Question

A 2.00-kg object A is connected with a massless string across a massless, frictionless pulley to a 3.00-kg object B. Object A rests on a nearly frictionless plane, which is tilted at an angle of 40.0∘ as shown.

Answer 1

Answer:

• tension: 19.3 N
• acceleration: 3.36 m/s^2

Explanation:

Given

  mass A = 2.0 kg

  mass B = 3.0 kg

  θ = 40°

Find

  The tension in the string

  The acceleration of the masses

Solution

Mass A is being pulled down the inclined plane by a force due to gravity of ...

  F = mg·sin(θ) = (2 kg)(9.8 m/s^2)(0.642788) = 12.5986 N

Mass B is being pulled downward by gravity with a force of ...

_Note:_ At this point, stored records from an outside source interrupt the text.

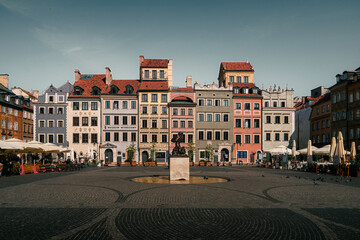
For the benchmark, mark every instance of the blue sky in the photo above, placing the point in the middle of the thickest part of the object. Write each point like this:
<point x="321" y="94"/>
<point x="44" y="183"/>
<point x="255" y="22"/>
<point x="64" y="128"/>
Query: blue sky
<point x="300" y="43"/>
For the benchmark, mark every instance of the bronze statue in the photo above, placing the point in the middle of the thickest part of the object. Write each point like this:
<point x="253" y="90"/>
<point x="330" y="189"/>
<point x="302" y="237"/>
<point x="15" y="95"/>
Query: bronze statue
<point x="178" y="150"/>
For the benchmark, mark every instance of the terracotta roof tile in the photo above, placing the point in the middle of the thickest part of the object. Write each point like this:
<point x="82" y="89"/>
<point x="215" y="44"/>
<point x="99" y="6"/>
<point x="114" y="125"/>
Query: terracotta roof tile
<point x="97" y="80"/>
<point x="237" y="66"/>
<point x="153" y="85"/>
<point x="121" y="84"/>
<point x="161" y="63"/>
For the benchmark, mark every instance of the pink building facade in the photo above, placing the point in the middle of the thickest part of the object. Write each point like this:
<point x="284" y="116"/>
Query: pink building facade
<point x="247" y="104"/>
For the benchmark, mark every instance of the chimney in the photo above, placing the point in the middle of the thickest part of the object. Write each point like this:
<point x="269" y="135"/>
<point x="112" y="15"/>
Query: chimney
<point x="4" y="80"/>
<point x="77" y="75"/>
<point x="141" y="59"/>
<point x="189" y="81"/>
<point x="36" y="93"/>
<point x="108" y="76"/>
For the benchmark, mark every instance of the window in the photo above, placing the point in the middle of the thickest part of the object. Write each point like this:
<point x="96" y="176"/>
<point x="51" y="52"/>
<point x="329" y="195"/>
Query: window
<point x="144" y="123"/>
<point x="133" y="137"/>
<point x="124" y="104"/>
<point x="209" y="135"/>
<point x="242" y="154"/>
<point x="286" y="119"/>
<point x="60" y="138"/>
<point x="277" y="136"/>
<point x="85" y="121"/>
<point x="94" y="138"/>
<point x="75" y="138"/>
<point x="144" y="97"/>
<point x="116" y="105"/>
<point x="247" y="139"/>
<point x="107" y="120"/>
<point x="153" y="97"/>
<point x="247" y="123"/>
<point x="93" y="121"/>
<point x="238" y="139"/>
<point x="107" y="104"/>
<point x="154" y="124"/>
<point x="286" y="137"/>
<point x="237" y="123"/>
<point x="154" y="74"/>
<point x="144" y="110"/>
<point x="201" y="135"/>
<point x="154" y="110"/>
<point x="268" y="137"/>
<point x="201" y="117"/>
<point x="116" y="120"/>
<point x="226" y="135"/>
<point x="75" y="121"/>
<point x="163" y="110"/>
<point x="147" y="74"/>
<point x="257" y="139"/>
<point x="256" y="123"/>
<point x="133" y="104"/>
<point x="163" y="124"/>
<point x="107" y="137"/>
<point x="85" y="106"/>
<point x="85" y="138"/>
<point x="60" y="123"/>
<point x="93" y="105"/>
<point x="277" y="119"/>
<point x="51" y="138"/>
<point x="163" y="97"/>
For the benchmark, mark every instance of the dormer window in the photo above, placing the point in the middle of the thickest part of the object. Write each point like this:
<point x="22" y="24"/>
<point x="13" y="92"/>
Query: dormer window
<point x="78" y="91"/>
<point x="129" y="89"/>
<point x="95" y="91"/>
<point x="114" y="89"/>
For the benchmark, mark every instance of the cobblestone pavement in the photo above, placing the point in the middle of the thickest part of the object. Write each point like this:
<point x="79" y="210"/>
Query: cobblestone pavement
<point x="102" y="203"/>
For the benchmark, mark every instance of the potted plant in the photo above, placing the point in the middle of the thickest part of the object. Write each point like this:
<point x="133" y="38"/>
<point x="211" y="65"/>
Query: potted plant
<point x="191" y="150"/>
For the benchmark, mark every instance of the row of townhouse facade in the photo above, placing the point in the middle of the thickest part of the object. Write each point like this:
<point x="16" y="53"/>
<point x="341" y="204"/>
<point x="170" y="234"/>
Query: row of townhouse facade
<point x="104" y="117"/>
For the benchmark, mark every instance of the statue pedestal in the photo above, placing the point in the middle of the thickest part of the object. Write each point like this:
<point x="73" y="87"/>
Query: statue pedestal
<point x="179" y="168"/>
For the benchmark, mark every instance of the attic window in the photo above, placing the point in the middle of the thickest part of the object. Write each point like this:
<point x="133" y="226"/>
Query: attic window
<point x="129" y="89"/>
<point x="114" y="89"/>
<point x="95" y="91"/>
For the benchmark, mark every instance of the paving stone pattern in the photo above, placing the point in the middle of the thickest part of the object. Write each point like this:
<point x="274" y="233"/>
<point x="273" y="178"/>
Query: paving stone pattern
<point x="102" y="203"/>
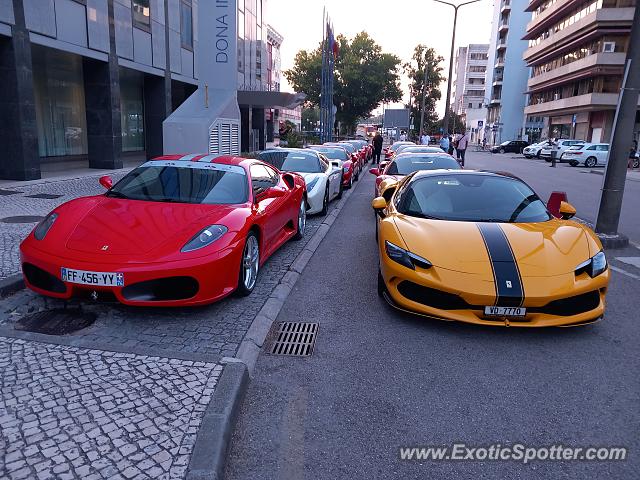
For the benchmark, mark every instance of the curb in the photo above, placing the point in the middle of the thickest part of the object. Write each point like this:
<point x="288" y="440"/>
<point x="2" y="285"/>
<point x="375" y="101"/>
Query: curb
<point x="253" y="340"/>
<point x="214" y="435"/>
<point x="11" y="284"/>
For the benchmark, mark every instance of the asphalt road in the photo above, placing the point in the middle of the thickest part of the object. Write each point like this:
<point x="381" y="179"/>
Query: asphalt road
<point x="379" y="380"/>
<point x="583" y="185"/>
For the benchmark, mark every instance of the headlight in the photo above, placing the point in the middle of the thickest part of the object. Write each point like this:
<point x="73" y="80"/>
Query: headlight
<point x="404" y="257"/>
<point x="312" y="184"/>
<point x="43" y="227"/>
<point x="594" y="266"/>
<point x="205" y="237"/>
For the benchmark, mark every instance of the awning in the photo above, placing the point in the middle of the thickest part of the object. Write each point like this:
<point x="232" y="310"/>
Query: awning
<point x="267" y="99"/>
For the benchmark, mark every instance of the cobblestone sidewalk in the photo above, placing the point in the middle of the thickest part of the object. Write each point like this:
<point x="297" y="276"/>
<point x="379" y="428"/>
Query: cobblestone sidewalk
<point x="73" y="413"/>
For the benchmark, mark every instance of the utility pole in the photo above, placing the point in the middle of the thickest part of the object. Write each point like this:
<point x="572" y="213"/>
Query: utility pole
<point x="616" y="170"/>
<point x="424" y="95"/>
<point x="453" y="42"/>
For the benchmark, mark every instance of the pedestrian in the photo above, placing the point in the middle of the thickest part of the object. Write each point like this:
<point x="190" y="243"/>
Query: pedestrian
<point x="463" y="141"/>
<point x="444" y="143"/>
<point x="377" y="147"/>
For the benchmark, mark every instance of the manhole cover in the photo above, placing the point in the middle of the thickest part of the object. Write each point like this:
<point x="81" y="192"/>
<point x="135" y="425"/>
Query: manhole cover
<point x="59" y="321"/>
<point x="21" y="219"/>
<point x="295" y="339"/>
<point x="48" y="196"/>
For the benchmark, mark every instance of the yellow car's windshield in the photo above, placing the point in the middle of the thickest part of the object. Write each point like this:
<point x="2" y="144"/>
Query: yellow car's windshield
<point x="471" y="197"/>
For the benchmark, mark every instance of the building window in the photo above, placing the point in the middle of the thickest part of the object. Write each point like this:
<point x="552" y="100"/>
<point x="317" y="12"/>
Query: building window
<point x="141" y="14"/>
<point x="58" y="88"/>
<point x="186" y="24"/>
<point x="132" y="110"/>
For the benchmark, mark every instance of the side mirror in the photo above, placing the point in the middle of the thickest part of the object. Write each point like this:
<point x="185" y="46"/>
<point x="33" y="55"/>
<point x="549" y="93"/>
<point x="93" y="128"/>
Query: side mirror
<point x="567" y="210"/>
<point x="379" y="204"/>
<point x="106" y="182"/>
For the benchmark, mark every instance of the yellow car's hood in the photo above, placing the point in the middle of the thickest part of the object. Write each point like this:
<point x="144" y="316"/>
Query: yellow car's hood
<point x="540" y="249"/>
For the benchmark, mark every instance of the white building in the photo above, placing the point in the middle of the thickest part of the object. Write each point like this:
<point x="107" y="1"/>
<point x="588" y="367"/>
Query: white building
<point x="469" y="91"/>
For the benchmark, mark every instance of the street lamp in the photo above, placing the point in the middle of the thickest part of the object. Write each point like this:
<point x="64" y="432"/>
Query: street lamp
<point x="453" y="41"/>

  F = mg = (3 kg)(9.8 m/s^2) = 29.4 N

The tension in the string, T, is such that the net force on each mass results in the same acceleration:

  F/m = a = F/m

  (T -12.59806 N)/(2 kg) = (29.4 N -T) N/(3 kg)

  T = (2(29.4) +3(12.5986))/5 = 19.3192 N

__

Then the acceleration of B is ...

  a = F/m = (29.4 -19.3192) N/(3 kg) = 3.36027 m/s^2

The string tension is about 19.3 N; the acceleration of the masses is about 3.36 m/s^2.